Com o veto presidencial às Leis Paulo Gustavo e Aldir Blanc 2, agravado em relação as incertezas quanto a retomada da economia, me vem à mente uma frase que ouvi muito na adolescência. “Quando ouvir falar em ‘luz no fim do túnel’, cuidado. Pode ser um trem vindo na tua direção”. Ainda não é possível também identificar o que representa a luz no fim do túnel da Covid-19, tanto no contexto global quanto em nosso país, que passou da média diária de aproximadamente 80 mil casos para pouco mais de 13 mil entre maio de 2021 e maio deste ano, com números de hospitalização e mortalidade que já não são mais alarmantes, ainda que preocupantes de igual modo. O mitológico número que atingimos, de 666 mil mortes por Covid-19 no Brasil, nos dá uma noção aproximada do que cada família passou nesses últimos dois anos de medo, perdas e sofrimento, período esse que nos descolou da ideia natural de alegria e festa, sobretudo se levamos a sério o que foi a necessidade de isolamento social. Nesse sentido, poucas coisas foram tão difíceis e traumáticas quanto se afastar dos espaços de expressão artística naquele período do qual nunca esqueceremos. Se foi duro para todas as idades e camadas sociais estar distante fisicamente das expressões artísticas, pensemos então no tamanha da perda sofrida por produtores, técnicos e artistas em geral, que contribuem para nosso estado de bem estar e felicidade. Nesse sentido a abordagem aqui consiste em traçar uma linha de raciocínio que descreva a condição de fragilidade financeira que ainda assombra toda cadeia produtiva da cultura, bem como as ações que surgiram nesses dois anos, tanto por parte da sociedade civil quanto no campo das políticas públicas com foco na cultura em nosso país.

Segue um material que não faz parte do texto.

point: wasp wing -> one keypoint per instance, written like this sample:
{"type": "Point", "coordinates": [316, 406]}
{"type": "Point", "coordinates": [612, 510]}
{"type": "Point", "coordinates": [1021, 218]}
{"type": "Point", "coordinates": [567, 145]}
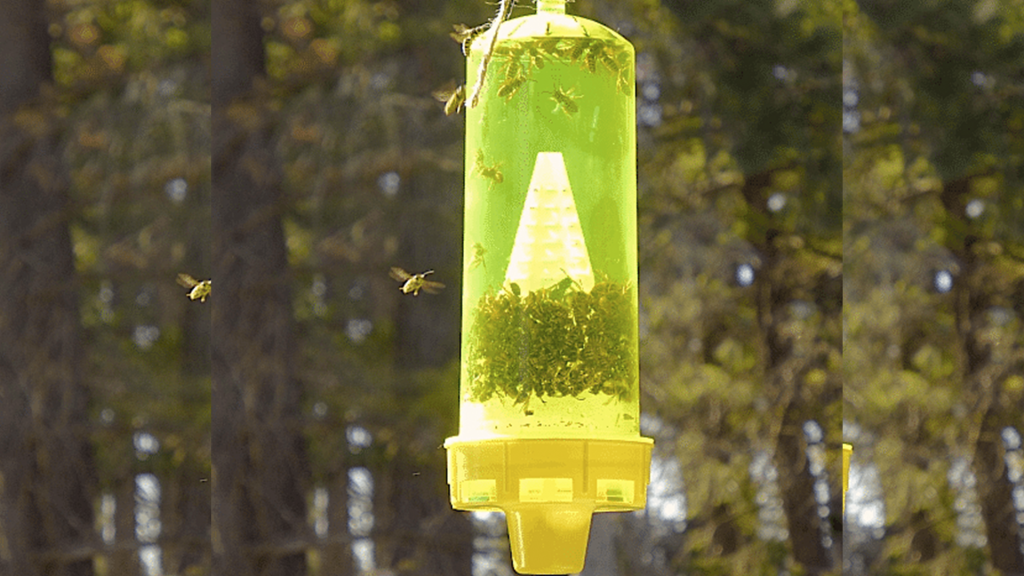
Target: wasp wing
{"type": "Point", "coordinates": [398, 274]}
{"type": "Point", "coordinates": [186, 281]}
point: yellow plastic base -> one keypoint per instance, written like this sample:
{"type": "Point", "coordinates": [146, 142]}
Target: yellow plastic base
{"type": "Point", "coordinates": [548, 489]}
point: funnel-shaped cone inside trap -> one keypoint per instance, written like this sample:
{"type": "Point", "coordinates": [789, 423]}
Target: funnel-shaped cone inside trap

Com a adoção da estratégia de isolamento social, gradativamente as casas noturnas, teatros e demais espaços de fruição de bens culturais entenderam que o estado de Pandemia declarado pela OMS em 11 de março de 2020 deveria ser acatado. Com a vertiginosa queda na renda, no entanto, muitos artistas literalmente se desesperaram, considerando que para essa categoria de trabalhadores o público sempre foi fator fundamental no que diz respeito a geração de renda. O músico e produtor mineiro Rodrigo Unno, diante da situação difícil com a qual se deparou naquele momento, optou por uma estratégia diferenciada que surgia, que foram as lives, através das quais os shows e demais espetáculos poderiam ser transmitidos via plataformas digitais na internet. “Era investir ou fechar o estúdio”, afirmou Unno em entrevista ao canal da UFMG no Youtube, diante do impasse no qual vivia naquele momento. A partir de abril daquele ano então, boa parte dos produtores passaram a direcionar os recursos que lhes restavam para estruturas audiovisuais como filmadoras, refletores entre outros equipamentos específicos de produção de vídeo, como tentativa de diminuir os impactos do isolamento social, possibilitando também uma aproximação entre artista e público.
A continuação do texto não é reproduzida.